The central banks will be then eager to devalue their currency. The currency war will boost the needs for gold as a haven. We are repeating what happened after the subprime loan crisis in 2008, when gold was set to climb up to $1,900. The following is the long-term chart of the gold price.


Very few investment opportunities worldwide

The situation is actually not just as good as in 2008 but much better for gold in 2016. In 2008, the Fed started the quantitative easing. The dollar was depreciated, but investors could also buy stocks or properties to avoid the devaluation of the assets in dollar.

However, in 2016, the QE has already boosted the asset bubble, and there would not be much room for further appreciation. The situation is already how slowly it could collapse, not how high it could go further.

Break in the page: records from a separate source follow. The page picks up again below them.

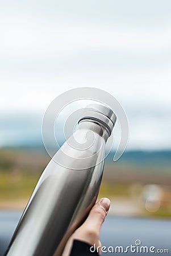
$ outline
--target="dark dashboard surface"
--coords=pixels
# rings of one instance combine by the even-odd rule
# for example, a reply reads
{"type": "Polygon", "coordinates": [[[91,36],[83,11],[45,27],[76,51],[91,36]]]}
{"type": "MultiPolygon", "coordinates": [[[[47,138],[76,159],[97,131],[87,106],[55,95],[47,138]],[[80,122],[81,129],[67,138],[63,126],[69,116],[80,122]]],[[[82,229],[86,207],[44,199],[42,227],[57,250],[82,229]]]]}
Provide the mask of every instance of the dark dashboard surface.
{"type": "MultiPolygon", "coordinates": [[[[21,212],[0,211],[0,256],[3,255],[21,214],[21,212]]],[[[102,228],[101,241],[105,246],[102,255],[154,253],[171,255],[171,220],[109,216],[102,228]],[[153,252],[150,252],[150,247],[153,252]]]]}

With much less havens they can hide in, the value of gold will be appreciated even more than it had been since 2008.

Not affected by the weak demand worldwide

Thus, you can neither buy currencies, stocks nor properties. Yet then, how about other commodities? Is it not more productive to buy something more useful than just a yellow kind of metal? Oils, gas, copper or iron ore? Unfortunately, usefulness is not necessarily appreciated in the markets of 2016.

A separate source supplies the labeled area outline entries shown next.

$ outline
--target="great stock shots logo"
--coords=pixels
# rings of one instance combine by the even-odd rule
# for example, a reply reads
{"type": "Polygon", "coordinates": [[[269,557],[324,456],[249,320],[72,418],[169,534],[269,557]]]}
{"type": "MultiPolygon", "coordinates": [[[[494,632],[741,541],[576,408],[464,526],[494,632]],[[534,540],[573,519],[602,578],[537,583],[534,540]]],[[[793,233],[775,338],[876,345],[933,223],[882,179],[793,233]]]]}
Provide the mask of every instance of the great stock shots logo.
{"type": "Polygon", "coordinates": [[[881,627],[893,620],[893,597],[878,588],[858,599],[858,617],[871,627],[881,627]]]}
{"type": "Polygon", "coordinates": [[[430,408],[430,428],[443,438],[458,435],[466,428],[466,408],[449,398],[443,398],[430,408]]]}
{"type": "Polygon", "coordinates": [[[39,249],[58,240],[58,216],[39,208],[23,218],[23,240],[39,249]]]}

The secular stagnation is a situation where the weak demand is the cause of everything. The low inflation and growths all depend on it. As a result, the useful commodities would be depreciated as they are less needed. This already happened in 2015.

On the other hand, gold is a rare kind of commodities which depends on the non-physical demand. Apart from the needs in the jewelry or dental industry, gold is bought by central banks or other financial institutions for their reserves, which means gold is much less affected by the weak demand in the economies than the more useful commodities.

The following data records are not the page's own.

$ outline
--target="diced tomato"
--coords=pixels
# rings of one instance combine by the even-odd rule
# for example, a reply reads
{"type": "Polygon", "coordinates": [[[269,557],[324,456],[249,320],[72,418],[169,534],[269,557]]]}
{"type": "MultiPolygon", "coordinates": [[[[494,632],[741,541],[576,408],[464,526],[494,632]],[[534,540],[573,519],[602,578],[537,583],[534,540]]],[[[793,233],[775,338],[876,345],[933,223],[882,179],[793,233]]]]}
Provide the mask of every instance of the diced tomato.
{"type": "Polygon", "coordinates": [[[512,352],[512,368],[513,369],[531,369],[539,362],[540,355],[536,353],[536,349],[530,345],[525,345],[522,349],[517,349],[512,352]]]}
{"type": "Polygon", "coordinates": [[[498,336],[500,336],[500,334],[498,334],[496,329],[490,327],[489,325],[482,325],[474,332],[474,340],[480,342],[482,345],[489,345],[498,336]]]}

We are bullish on gold for the following reasons:

  • The secular stagnation devalues currencies and leads to low interest rates worldwide
  • Investors cannot buy stocks or properties to avoid the risks of the currency devaluation
  • Gold is much less affected by the weak economic demand than other assets

Only the first reason existed in 2008, and it led gold to $1,900. Then what should we expect in 2016?

Buy gold, hedge short-term risks of corrections, and then we believe you will be very much rewarded in 2017 or 2018, when the Fed admits it needs to restart the QE. 2016 will be a good year for good investors.